Connected rates of change kite problem _A boy is flying a kite. The boy is running into the wind at a steady speed of 3 m s−1, with the kite flying directly downwind of the boy. At one instant, the length of the string between the child and the kite is 20 m, and is increasing at a steady rate of 2 m s−1. The angle θ that the string makes with the vertical is π/4 radians, and is decreasing at a steady rate of 0.2 radians per second. Find the velocity of the kite and the angle of the velocity from the horizontal_ I started the problem by considering $$\sin(\theta) = \frac{y}{20}$$ and differentiating to give $$\\\cos(\theta) \frac{d\theta}{dt}= \frac{1}{20}\frac{dy}{dt} $$ which could be rearranged to give expressions for the vertical and horizontal velocities. However, these were incorrect. I'm not really sure whether I'm approaching this incorrectly. Any help would be appreciated, thanks.

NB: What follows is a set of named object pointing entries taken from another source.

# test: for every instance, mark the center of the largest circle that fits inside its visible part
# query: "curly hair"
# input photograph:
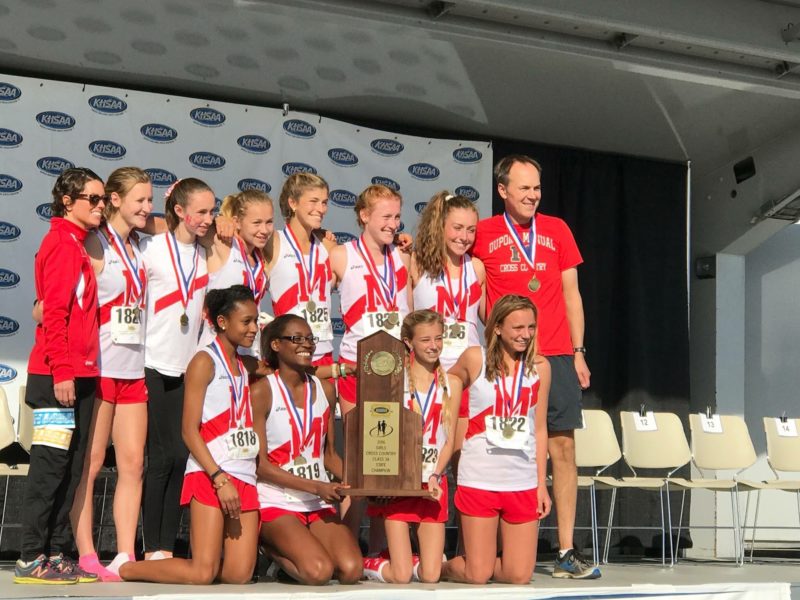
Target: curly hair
(431, 250)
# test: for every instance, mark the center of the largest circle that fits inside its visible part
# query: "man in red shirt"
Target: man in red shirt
(546, 272)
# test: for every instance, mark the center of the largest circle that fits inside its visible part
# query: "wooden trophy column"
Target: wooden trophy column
(382, 438)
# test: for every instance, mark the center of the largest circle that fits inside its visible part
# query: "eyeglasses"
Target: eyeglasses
(94, 199)
(299, 339)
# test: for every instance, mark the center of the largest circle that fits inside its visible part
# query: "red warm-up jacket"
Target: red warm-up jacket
(67, 340)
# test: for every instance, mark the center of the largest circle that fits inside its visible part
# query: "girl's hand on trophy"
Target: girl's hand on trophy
(330, 492)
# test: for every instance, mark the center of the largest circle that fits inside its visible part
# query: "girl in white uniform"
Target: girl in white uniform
(503, 468)
(219, 484)
(241, 260)
(293, 417)
(177, 279)
(300, 269)
(120, 410)
(445, 278)
(373, 279)
(435, 396)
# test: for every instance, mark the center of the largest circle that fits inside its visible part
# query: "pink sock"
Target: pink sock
(90, 563)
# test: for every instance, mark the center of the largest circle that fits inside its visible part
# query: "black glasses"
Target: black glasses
(94, 199)
(299, 339)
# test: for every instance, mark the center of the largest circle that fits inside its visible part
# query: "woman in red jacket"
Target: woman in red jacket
(62, 372)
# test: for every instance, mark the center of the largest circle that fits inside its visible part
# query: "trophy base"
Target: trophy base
(384, 492)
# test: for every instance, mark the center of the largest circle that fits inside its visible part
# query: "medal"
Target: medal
(185, 282)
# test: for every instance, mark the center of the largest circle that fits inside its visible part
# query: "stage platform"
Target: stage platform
(688, 581)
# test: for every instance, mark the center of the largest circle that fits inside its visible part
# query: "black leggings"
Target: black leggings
(54, 473)
(166, 461)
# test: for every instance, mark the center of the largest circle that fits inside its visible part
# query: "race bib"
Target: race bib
(388, 321)
(508, 432)
(454, 341)
(126, 325)
(307, 470)
(430, 458)
(242, 443)
(319, 319)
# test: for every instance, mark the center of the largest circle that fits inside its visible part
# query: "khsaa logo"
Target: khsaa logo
(8, 326)
(386, 147)
(9, 92)
(424, 171)
(45, 211)
(292, 168)
(54, 165)
(467, 155)
(299, 128)
(7, 373)
(8, 231)
(208, 161)
(56, 121)
(342, 198)
(9, 184)
(9, 139)
(158, 133)
(343, 237)
(8, 279)
(338, 326)
(161, 177)
(208, 117)
(107, 105)
(390, 183)
(469, 192)
(254, 184)
(254, 144)
(107, 150)
(342, 157)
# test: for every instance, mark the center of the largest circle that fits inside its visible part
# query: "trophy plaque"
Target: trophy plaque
(382, 438)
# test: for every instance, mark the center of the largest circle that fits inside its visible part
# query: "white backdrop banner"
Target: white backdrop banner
(46, 126)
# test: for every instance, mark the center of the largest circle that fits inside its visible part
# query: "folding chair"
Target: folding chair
(8, 437)
(719, 443)
(783, 454)
(596, 447)
(649, 441)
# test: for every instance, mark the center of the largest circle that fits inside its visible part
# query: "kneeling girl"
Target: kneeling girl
(293, 417)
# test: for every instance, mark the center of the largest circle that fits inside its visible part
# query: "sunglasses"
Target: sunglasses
(94, 199)
(299, 339)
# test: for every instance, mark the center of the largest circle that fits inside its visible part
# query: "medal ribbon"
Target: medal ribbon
(255, 275)
(430, 400)
(301, 428)
(240, 394)
(131, 267)
(185, 283)
(388, 281)
(530, 252)
(313, 255)
(510, 402)
(461, 301)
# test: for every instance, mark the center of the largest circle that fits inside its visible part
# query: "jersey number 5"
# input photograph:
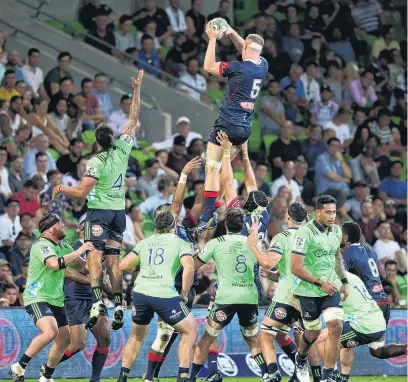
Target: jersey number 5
(256, 88)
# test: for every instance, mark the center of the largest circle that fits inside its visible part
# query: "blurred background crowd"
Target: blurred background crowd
(332, 118)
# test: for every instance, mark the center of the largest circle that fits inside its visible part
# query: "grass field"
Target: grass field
(352, 379)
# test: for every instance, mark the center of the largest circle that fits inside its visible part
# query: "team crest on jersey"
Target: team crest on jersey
(221, 316)
(97, 230)
(281, 313)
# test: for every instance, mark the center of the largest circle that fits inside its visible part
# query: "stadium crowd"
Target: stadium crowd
(332, 117)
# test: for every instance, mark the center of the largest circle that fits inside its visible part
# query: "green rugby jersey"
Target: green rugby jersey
(43, 283)
(282, 244)
(319, 248)
(360, 309)
(109, 169)
(159, 257)
(235, 264)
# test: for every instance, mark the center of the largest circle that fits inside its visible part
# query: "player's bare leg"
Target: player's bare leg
(132, 349)
(188, 331)
(112, 252)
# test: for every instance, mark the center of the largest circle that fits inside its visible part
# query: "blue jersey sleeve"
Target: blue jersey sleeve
(229, 68)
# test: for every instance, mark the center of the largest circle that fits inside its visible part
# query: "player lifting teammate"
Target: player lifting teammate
(245, 80)
(44, 296)
(103, 185)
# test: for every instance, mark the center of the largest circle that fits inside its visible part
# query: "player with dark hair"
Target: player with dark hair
(236, 293)
(44, 296)
(245, 79)
(281, 313)
(160, 256)
(316, 261)
(103, 185)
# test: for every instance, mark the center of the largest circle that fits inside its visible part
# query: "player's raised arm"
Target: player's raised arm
(130, 127)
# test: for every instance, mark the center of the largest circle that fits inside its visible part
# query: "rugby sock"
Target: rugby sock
(154, 360)
(316, 373)
(24, 360)
(166, 351)
(327, 372)
(48, 371)
(96, 294)
(209, 205)
(98, 362)
(289, 348)
(261, 363)
(212, 362)
(272, 368)
(117, 299)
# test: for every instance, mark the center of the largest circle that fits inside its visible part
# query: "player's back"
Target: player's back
(235, 269)
(109, 169)
(360, 309)
(159, 262)
(362, 260)
(245, 81)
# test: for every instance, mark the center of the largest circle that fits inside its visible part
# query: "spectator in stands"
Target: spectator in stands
(9, 224)
(393, 187)
(283, 149)
(364, 168)
(9, 89)
(286, 179)
(164, 195)
(91, 10)
(325, 109)
(11, 119)
(15, 63)
(384, 246)
(124, 39)
(59, 115)
(19, 254)
(361, 91)
(176, 16)
(152, 12)
(67, 163)
(33, 74)
(15, 180)
(119, 117)
(272, 111)
(41, 144)
(193, 78)
(366, 15)
(306, 186)
(332, 173)
(292, 44)
(310, 85)
(93, 114)
(223, 11)
(41, 123)
(261, 173)
(183, 127)
(340, 126)
(54, 76)
(66, 89)
(148, 58)
(104, 99)
(178, 157)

We are given that the angle to the kite is $\theta(t) = \frac \pi 4 - 0.2t$ and that the length of the string is $L(t) = 20 + 2t$. If the boy starts at $(0,0)$ and runs to the left, we can write the following equations for the $x$ and $y$ positions of the kite: $$x(t) = -3t + L(t)*\cos(\theta(t))$$ $$y(t) = L(t)*\sin(\theta(t))$$ Now you just need to differentiate.